Manually spinning up a web server and then accessing the test from the web server does not particularly appeal to me, but I file this under "don't knock it until you've tried it."

So I update my application server to serve up the test directory as well:
main() {
  HttpServer app = new HttpServer();

  new StaticFiles(app);
  new StaticFiles(app, dir:'test', mountPoint: '/test');
  // ...
})
Already I dislike this approach—including the test directory in a production app is just wrong. Actually, I already have a test environment check in place (to listen to a different port). What if I include that test directory only if running in test mode?
main() {
  HttpServer app = new HttpServer();

  new StaticFiles(app);
  // ...
  var port = 8000;
  if (Platform.environment['ENV'] == 'test') {
    port = 9999;
    new StaticFiles(app, dir:'test', mountPoint: '/test');
    Comics.filename = 'test.db';
  }
  // ...
}
That works just fine and I still have all of my (stubbed) tests passing, now on the 9999 test port:


After this, it is a matter of getting the client-side code built up enough to make requests to the backend. This code is primarily intended to support a chapter from Dart for Hipsters and had been scattered to support easy inclusion into the book. Now that my emphasis is on tested code samples, I have to work to reassemble that old code.

Eventually, I settle on the following setup code:
import '/scripts/comics.dart' as Main;

run() {
  group("[main]", (){
    var el = new Element.html('<ul id="comics-list">');

    setUp((){
      var comics = new Main.ComicsCollection();
      comics.create({
        "title": "Sandman",
        "author":"Neil Gaiman"
      });

      document.body.append(el);
    });
I directly access the collection class in the code that I am testing, using it to create a record on the test server. Then, in the test, I verify that this record is used to build the application page:
    test('populates the list', (){
      Main.main();
      window.setTimeout(() {
        expect(el.innerHtml, contains('Sandman'));
      }, 100);
    });
Unfortunately, I find that the setTimeout is required to give the page a chance to render after receiving the response from the server. That aside, it works as desired.

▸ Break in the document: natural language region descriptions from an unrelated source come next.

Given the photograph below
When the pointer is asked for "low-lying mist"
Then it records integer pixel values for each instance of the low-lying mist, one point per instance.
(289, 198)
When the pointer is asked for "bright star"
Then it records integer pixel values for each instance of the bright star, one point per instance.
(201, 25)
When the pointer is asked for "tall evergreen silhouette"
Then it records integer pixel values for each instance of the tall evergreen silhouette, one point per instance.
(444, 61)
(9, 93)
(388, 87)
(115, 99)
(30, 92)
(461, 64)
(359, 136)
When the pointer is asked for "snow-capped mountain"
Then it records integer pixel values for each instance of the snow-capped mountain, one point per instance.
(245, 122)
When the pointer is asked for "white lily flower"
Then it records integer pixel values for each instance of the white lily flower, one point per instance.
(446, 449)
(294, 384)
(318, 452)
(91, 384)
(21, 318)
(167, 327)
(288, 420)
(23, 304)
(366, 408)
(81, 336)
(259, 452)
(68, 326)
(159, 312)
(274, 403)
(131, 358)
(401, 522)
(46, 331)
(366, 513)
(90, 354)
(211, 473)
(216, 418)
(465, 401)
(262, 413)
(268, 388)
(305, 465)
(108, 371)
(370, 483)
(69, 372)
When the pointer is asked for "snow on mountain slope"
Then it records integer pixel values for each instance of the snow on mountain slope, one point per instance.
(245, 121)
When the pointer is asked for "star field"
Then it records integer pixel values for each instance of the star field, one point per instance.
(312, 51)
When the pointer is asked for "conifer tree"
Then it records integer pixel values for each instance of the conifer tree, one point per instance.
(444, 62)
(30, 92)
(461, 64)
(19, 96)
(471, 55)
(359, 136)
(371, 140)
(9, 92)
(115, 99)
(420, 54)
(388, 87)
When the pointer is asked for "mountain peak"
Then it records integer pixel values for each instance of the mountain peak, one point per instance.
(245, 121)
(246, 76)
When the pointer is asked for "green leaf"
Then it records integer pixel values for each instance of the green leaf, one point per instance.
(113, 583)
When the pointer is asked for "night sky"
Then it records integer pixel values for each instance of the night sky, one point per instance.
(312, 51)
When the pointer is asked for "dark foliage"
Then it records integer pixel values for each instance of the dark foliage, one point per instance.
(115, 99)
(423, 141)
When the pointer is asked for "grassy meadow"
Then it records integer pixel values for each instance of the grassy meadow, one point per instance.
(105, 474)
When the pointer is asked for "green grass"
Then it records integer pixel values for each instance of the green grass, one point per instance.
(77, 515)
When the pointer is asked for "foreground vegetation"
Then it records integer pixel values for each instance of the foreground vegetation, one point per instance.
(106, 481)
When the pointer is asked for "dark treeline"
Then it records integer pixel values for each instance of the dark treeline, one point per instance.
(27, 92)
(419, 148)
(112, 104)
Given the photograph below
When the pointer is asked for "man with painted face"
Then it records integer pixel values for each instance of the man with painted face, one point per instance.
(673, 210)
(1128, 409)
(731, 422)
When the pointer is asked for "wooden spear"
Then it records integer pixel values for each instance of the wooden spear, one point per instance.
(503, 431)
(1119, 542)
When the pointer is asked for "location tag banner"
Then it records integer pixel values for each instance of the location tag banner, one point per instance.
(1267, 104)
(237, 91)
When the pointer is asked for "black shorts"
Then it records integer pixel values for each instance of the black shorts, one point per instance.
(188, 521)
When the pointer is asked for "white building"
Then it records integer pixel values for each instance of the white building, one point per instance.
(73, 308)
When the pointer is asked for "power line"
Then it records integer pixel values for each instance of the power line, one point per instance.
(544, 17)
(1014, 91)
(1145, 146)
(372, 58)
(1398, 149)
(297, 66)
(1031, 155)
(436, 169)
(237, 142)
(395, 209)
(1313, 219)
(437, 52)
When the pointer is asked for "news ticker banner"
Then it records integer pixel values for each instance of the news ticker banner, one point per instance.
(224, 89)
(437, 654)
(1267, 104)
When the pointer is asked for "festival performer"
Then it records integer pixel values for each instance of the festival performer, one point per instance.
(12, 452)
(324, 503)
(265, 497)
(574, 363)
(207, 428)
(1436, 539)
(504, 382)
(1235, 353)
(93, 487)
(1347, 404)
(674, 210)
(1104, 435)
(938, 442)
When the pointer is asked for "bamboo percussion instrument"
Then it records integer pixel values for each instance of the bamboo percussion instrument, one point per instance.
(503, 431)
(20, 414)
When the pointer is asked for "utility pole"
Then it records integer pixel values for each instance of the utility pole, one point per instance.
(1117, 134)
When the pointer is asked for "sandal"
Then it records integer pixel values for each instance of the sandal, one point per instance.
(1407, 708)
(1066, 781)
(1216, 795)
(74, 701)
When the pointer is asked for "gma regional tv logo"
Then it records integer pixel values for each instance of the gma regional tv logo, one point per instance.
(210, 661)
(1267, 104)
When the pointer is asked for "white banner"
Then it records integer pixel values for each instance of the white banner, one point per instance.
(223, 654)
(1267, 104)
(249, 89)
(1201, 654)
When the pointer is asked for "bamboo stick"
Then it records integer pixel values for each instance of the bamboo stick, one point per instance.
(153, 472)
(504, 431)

There are some definite advantages to this very full stack testing. I had a lot of code missing until I had to get it working end-to-end like this. Still, I do not think that I am sold on this approach. In addition to the setUp, I also have to be careful to tearDown my backend DB. That is an easy thing to lose track of. And I just don't care for having to spin up the test server and remember the URL to access. It is much easier to be in the right directory and type chrome index.html. That said, the full-stack effort is of some value, so I may find some way to make use of it in the future.